Surface Detector, Pierre Auger Observatory. Photo credit: Pierre Auger Observatory
It was surprisingly difficult to locate an image to illustrate today’s post. I was inspired by the March 2013 cover story in Astronomy magazine. Written by Yvette Cendes (follow her on twitter at @whereisyvette), the article outlines the structure and research goals of the Pierre Auger Observatory in Argentina. As you can probably see from the image above, Pierre Auger is a different sort of facility, more akin to the neutrino detectors I discussed last year than South America’s more famous observatory, ESO at Paranal.
I read Cendes’ article a few hours after one of our weekly “Networks of Exchange” colloquia, the focus of which tends to be the materiality of science. This week, we were back on the subject of astronomy and how the tools—and the movement of tools—shape practice. I’m not sure anyone is ready to attribute agency to the instruments, but I feel like we’re moving closer to the default position of architects/designers, which is that objects shape experience and subjectivity in unexpected ways that have little to do with human or social intent.
At any rate, I was inspired by Cendes’ article to think more intently about the construction of scientific spaces.
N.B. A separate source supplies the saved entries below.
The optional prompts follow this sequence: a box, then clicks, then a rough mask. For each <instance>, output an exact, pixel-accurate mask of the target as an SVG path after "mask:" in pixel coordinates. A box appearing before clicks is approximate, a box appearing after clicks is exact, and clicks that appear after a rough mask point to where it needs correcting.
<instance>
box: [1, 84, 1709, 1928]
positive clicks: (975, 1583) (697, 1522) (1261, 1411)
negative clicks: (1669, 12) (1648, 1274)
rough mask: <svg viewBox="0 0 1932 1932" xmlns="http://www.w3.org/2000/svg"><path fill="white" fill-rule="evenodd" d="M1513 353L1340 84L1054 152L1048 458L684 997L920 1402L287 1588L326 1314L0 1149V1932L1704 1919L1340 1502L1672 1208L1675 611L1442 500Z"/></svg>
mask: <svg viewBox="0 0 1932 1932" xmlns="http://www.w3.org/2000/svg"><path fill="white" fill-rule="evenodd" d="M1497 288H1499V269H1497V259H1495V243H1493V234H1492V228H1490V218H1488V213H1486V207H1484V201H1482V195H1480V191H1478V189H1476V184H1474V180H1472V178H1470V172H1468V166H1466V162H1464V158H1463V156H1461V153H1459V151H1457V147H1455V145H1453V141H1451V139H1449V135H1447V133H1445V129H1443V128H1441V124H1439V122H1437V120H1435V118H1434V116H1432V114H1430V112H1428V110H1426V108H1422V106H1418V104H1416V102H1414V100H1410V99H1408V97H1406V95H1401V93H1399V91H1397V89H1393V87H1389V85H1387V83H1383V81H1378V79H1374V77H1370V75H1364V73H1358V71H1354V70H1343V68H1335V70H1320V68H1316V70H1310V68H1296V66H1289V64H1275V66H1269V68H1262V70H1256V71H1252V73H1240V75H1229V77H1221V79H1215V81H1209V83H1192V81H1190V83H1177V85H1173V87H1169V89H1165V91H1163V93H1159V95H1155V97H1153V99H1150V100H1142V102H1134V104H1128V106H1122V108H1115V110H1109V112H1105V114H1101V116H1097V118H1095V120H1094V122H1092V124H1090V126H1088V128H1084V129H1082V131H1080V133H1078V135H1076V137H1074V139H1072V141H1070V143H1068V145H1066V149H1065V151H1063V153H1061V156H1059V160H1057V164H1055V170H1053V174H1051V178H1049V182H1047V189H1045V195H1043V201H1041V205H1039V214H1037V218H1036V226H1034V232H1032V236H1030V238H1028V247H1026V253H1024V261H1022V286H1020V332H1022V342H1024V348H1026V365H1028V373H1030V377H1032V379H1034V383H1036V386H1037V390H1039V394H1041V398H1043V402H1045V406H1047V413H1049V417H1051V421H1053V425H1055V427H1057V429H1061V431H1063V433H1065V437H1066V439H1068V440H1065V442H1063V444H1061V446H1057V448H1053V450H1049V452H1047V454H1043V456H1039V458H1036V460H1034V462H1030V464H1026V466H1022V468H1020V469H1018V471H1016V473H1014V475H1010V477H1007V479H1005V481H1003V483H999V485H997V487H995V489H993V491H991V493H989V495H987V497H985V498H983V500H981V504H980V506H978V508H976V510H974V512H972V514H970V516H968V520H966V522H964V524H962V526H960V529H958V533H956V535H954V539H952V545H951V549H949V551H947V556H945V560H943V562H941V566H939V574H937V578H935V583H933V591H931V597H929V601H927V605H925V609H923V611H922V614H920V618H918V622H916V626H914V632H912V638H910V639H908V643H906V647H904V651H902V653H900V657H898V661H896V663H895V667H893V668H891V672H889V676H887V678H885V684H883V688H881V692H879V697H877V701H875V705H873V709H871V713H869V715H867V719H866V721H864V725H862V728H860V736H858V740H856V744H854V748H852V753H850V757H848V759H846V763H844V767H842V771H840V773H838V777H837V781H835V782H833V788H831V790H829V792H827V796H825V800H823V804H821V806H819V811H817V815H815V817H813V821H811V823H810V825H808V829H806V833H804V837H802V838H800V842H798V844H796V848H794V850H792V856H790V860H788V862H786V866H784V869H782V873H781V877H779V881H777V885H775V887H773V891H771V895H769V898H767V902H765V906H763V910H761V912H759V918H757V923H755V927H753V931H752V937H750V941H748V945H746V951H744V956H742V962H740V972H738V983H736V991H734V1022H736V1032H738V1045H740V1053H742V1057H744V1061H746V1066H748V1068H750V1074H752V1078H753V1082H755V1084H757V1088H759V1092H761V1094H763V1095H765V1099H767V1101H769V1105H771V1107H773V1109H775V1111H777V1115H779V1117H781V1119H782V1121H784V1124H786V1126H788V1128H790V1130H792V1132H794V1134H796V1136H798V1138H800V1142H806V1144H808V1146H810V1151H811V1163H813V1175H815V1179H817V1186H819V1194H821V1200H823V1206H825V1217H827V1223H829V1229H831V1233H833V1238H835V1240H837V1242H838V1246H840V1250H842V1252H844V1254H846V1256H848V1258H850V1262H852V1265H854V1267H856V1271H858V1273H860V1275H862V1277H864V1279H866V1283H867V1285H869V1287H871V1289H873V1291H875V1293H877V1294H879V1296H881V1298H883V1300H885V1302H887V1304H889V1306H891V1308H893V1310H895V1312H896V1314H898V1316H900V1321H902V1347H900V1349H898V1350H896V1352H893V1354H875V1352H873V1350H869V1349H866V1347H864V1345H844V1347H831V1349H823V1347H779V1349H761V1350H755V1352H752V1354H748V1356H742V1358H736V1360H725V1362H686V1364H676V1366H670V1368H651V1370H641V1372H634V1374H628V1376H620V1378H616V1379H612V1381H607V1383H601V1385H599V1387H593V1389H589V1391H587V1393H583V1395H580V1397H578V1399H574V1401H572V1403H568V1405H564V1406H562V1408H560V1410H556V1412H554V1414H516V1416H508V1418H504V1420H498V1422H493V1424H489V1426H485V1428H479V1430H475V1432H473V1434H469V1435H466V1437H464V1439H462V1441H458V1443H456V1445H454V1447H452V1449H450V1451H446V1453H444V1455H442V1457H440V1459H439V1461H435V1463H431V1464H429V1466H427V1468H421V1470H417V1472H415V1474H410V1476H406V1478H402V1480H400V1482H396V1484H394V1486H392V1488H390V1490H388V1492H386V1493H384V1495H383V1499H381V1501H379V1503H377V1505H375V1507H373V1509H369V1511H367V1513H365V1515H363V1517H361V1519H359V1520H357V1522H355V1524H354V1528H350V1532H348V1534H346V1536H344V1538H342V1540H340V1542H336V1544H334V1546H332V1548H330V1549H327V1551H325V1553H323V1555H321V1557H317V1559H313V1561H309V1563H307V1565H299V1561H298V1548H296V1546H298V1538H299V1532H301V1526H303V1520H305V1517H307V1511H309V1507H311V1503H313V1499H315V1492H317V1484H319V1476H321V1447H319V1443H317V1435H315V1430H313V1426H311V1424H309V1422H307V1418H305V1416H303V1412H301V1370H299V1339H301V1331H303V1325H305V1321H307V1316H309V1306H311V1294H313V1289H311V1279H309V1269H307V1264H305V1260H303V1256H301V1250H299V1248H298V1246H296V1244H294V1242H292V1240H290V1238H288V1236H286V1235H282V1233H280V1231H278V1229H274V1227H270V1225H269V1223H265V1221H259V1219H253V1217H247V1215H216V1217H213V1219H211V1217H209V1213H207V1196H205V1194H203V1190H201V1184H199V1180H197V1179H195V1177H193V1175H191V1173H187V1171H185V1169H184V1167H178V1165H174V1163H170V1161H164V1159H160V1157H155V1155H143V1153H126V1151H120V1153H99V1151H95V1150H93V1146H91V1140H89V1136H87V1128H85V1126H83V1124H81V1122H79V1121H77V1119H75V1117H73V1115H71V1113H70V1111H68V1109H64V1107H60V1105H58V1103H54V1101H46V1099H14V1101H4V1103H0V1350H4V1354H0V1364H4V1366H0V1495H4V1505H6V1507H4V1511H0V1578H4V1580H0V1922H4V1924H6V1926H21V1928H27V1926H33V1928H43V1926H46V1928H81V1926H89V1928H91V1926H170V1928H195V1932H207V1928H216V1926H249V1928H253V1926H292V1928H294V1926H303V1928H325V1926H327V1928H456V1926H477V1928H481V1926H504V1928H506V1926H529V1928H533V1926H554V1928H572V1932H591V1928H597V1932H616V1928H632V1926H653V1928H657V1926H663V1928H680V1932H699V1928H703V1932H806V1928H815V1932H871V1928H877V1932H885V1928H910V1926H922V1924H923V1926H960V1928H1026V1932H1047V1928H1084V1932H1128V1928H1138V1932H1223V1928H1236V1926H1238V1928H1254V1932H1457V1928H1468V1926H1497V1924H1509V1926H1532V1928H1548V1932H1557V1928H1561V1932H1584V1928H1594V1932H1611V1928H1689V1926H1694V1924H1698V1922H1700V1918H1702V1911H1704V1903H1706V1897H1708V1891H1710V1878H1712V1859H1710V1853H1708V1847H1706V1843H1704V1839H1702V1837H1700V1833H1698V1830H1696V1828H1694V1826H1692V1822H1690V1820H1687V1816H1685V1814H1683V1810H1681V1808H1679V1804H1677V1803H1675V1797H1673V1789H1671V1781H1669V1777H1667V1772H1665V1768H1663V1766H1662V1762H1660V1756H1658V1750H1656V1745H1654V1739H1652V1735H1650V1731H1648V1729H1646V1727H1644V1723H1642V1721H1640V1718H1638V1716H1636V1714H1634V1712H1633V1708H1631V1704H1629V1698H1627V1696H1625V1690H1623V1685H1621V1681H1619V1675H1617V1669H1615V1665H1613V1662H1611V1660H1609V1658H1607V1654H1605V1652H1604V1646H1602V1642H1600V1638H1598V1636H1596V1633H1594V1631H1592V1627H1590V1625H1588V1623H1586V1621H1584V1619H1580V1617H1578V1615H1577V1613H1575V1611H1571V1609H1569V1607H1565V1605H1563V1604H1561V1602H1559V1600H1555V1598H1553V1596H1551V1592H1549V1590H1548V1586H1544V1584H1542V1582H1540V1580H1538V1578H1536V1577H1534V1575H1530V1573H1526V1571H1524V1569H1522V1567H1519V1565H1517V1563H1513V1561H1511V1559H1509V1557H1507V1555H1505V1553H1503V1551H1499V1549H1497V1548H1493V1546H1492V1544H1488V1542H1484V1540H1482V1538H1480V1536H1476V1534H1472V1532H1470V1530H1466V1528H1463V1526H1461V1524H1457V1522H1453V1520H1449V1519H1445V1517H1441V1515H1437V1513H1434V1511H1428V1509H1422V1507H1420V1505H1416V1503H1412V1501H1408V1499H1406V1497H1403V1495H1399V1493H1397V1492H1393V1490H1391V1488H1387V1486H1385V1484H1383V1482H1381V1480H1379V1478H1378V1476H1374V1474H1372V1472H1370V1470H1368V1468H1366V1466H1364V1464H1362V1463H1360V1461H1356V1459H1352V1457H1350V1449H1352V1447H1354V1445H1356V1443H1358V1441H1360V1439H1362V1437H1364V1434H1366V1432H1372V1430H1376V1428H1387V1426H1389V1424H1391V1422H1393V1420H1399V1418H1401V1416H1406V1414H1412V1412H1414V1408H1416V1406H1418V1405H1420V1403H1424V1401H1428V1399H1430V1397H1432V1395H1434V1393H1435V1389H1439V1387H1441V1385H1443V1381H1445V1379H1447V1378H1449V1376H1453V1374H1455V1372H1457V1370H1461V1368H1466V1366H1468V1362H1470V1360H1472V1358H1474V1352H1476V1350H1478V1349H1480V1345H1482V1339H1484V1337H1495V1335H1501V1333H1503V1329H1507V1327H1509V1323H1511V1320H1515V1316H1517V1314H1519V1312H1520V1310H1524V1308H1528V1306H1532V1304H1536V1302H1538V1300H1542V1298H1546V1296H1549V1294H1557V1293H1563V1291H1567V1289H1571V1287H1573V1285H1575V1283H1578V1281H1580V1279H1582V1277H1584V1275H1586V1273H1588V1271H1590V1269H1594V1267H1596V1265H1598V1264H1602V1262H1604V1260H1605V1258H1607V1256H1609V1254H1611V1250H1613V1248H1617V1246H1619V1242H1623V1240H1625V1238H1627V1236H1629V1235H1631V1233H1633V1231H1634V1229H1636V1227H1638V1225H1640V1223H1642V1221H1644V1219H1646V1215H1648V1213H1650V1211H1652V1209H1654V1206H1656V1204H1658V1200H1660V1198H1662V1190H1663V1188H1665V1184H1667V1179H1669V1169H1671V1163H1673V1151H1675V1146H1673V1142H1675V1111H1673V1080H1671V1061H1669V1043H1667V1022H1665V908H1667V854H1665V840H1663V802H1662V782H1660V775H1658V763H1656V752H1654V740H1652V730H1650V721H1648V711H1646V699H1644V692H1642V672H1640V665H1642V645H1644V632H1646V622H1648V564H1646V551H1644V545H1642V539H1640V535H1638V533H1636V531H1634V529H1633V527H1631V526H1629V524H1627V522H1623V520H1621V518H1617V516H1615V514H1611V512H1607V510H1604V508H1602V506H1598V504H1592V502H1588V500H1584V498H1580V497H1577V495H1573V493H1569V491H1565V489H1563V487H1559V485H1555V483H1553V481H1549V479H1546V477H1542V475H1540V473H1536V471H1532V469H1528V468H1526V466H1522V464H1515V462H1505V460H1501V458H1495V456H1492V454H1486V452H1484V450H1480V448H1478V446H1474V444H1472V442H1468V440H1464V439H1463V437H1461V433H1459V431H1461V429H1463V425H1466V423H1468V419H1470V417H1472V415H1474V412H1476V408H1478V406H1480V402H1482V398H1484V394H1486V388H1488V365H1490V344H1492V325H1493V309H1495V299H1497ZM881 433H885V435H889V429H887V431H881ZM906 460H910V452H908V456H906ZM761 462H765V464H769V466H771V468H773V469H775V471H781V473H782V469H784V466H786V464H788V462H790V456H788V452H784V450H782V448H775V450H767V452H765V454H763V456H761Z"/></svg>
One one hand, it seems as if cosmic-ray detectors are minimally invasive, small-scale structures with low profiles slotted into what Cendes describes as a “truly remote and empty corner of the world.” On the other hand, the observatory is backed by a multi-national contingent of 500 scientists from 55 institutions, which means that regardless of the physical location of the detectors, the exchange of data also requires a robust communications infrastructure with a global reach.
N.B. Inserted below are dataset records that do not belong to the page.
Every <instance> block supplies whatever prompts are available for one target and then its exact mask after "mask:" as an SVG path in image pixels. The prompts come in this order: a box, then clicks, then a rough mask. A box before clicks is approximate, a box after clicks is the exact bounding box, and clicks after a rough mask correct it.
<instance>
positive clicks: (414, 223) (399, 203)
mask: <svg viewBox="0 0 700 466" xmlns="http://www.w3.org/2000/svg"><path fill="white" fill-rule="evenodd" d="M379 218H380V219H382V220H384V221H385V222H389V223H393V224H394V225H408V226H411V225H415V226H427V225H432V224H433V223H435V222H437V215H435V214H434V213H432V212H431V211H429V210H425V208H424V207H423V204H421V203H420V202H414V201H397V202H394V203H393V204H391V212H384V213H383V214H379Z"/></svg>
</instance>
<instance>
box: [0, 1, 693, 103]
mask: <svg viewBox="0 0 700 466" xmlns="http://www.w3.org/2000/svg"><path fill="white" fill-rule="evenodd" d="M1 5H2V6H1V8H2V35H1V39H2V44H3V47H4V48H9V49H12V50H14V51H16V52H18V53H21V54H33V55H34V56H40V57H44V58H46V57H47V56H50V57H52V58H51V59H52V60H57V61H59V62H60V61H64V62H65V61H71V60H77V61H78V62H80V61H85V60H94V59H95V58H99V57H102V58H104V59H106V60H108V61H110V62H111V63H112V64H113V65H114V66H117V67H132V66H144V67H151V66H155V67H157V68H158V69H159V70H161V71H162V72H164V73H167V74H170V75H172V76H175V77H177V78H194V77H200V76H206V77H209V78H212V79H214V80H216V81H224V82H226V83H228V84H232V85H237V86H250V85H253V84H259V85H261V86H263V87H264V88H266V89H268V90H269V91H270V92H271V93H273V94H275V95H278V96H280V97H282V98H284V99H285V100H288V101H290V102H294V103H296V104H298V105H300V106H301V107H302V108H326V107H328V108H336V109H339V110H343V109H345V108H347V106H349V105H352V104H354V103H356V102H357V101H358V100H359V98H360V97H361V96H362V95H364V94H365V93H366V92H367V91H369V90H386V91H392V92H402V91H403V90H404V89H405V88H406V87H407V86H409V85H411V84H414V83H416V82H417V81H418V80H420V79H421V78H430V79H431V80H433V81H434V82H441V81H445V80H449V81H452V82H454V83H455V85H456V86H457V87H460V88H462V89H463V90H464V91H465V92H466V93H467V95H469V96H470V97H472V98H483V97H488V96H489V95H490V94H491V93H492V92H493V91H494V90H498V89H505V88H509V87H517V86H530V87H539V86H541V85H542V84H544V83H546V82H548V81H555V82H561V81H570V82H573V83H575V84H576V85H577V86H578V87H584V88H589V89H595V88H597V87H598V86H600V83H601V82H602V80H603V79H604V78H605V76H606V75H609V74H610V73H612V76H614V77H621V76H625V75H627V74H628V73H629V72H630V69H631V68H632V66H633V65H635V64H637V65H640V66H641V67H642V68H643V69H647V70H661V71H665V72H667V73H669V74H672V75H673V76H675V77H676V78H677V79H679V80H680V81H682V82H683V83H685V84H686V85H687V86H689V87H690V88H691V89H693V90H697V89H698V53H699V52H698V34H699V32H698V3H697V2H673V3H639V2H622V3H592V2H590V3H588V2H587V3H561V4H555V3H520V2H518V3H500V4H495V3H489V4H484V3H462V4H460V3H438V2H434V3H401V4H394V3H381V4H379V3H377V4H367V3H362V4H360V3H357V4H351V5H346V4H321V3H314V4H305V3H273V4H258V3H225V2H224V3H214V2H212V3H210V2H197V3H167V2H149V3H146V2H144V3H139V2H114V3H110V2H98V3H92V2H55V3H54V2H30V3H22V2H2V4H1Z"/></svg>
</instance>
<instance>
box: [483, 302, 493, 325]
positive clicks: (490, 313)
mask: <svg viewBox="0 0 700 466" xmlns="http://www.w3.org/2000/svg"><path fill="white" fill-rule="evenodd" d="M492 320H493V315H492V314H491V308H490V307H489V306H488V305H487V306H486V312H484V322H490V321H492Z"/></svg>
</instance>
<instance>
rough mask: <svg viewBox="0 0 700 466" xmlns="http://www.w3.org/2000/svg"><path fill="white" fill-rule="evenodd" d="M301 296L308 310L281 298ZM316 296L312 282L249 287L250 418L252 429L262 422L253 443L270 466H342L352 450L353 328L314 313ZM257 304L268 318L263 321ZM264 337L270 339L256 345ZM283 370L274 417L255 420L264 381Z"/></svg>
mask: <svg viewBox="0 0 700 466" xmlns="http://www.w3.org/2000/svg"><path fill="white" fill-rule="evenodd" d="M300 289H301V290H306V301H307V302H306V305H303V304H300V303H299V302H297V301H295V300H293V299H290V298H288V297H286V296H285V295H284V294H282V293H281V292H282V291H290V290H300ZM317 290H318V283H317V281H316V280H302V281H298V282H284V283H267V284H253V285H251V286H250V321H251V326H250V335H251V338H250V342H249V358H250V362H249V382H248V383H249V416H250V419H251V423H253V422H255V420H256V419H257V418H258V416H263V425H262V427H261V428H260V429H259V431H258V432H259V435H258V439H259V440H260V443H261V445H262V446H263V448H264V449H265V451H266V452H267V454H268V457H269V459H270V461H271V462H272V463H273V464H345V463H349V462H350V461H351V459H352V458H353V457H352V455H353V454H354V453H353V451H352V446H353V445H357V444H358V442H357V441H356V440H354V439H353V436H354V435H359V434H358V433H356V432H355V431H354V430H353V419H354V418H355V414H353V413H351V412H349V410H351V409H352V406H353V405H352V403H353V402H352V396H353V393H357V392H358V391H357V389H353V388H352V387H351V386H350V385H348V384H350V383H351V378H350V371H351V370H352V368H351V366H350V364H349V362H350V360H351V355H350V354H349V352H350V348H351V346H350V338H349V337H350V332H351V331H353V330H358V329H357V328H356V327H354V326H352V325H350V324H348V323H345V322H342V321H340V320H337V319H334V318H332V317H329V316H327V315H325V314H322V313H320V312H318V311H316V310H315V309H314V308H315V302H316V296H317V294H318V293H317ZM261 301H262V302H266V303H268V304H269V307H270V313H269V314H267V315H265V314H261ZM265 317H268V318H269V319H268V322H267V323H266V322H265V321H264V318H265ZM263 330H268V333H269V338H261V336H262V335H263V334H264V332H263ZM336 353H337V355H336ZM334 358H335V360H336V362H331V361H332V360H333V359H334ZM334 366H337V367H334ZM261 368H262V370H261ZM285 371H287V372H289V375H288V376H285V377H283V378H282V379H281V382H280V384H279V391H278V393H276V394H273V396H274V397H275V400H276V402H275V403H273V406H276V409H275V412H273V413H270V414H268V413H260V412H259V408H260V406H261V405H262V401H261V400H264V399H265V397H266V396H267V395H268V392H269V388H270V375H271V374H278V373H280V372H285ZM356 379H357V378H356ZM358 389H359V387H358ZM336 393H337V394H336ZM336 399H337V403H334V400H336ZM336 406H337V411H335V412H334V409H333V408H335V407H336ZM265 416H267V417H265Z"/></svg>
I was completely intrigued by one of the graphics that accompanied the article. It shows the distribution of particle detectors on the pampas northeast of Malargüe. Here is a very similar graphic, published a few years ago in the CERN Courier:
Distribution of water tanks, Pierre Auger Observatory. Image credit: CERN
As Cendes explains, we can expect a ultra-high energy cosmic ray (UHECR) strike only once per square-mile of Earth’s surface every 39 years. The distribution of 1,600 water tanks over an area of 3,000 sq. km with a 1-km module maximizes the chances of detecting a UHECR strike. This graphic raises more questions for me than it answers, though. That is, it illustrates quite well the system for detecting UHECRs, but as a historian, I wonder about labor processes behind the land survey, the construction and placement of the tanks, the cadastral maps that must have determined the boundaries of the observatory, the rationalization and flattening of the landscape into an instrument of measure, and the occupation of “nothingness”.
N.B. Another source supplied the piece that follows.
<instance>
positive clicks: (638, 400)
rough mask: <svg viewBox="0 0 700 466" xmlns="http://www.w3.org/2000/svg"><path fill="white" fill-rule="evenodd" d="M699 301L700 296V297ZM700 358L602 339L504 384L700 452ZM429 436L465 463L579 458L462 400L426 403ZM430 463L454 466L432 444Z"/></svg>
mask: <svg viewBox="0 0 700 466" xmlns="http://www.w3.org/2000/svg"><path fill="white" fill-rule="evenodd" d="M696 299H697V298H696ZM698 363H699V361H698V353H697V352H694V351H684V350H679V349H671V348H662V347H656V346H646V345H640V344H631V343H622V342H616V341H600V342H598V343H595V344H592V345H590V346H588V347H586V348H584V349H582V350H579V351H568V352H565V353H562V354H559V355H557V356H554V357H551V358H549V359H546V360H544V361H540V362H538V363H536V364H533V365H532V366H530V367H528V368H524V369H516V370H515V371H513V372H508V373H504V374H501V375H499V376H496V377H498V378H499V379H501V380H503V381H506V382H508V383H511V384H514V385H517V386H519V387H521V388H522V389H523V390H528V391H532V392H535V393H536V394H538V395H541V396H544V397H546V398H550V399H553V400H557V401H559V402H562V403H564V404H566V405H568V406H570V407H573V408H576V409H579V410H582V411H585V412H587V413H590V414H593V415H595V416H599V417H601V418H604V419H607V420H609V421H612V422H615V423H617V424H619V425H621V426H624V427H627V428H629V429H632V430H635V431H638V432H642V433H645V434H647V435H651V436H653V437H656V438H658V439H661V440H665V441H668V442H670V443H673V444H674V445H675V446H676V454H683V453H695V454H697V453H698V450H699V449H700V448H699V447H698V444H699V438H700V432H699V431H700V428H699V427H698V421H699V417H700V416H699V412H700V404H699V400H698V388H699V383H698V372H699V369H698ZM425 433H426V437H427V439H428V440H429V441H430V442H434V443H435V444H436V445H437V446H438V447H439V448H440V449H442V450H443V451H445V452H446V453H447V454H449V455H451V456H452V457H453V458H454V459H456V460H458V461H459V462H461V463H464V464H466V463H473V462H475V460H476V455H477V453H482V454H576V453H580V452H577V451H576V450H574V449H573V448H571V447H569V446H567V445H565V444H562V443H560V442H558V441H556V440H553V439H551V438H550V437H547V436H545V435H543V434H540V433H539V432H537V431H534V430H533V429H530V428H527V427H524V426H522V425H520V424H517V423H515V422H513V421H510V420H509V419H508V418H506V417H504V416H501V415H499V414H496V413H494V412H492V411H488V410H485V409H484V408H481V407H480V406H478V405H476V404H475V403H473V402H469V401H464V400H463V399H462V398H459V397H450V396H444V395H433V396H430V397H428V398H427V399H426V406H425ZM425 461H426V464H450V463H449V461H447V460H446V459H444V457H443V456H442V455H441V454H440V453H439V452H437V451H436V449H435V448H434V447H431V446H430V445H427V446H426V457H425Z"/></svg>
Some of my questions were answered by the “Voices of the Universe” video issued by the observatory. I was intrigued by Paul Mantsch’s assertion that the project transcended nationalist aspirations. As I’ve noted elsewehere, there is a significant number of NASA supporters in the United States who want us to return to the “glory days” of a U.S.-dominant space program. While I wish we as a people would do a better job supporting NASA, projects like the Pierre Auger Observatory demonstrate that “national” science, if it ever existed, is almost extinct.
Okay, this was a rather loosely constructed post (and I didn’t even get to the part about Auger North or ESO’s Deep Space Antenna 3, 30km south of Malargüe), the point of which was just to say: cosmic ray research is very interesting, Cendes’ article lead me to new questions, and you should probably pick up a copy of the March issue of Astronomy.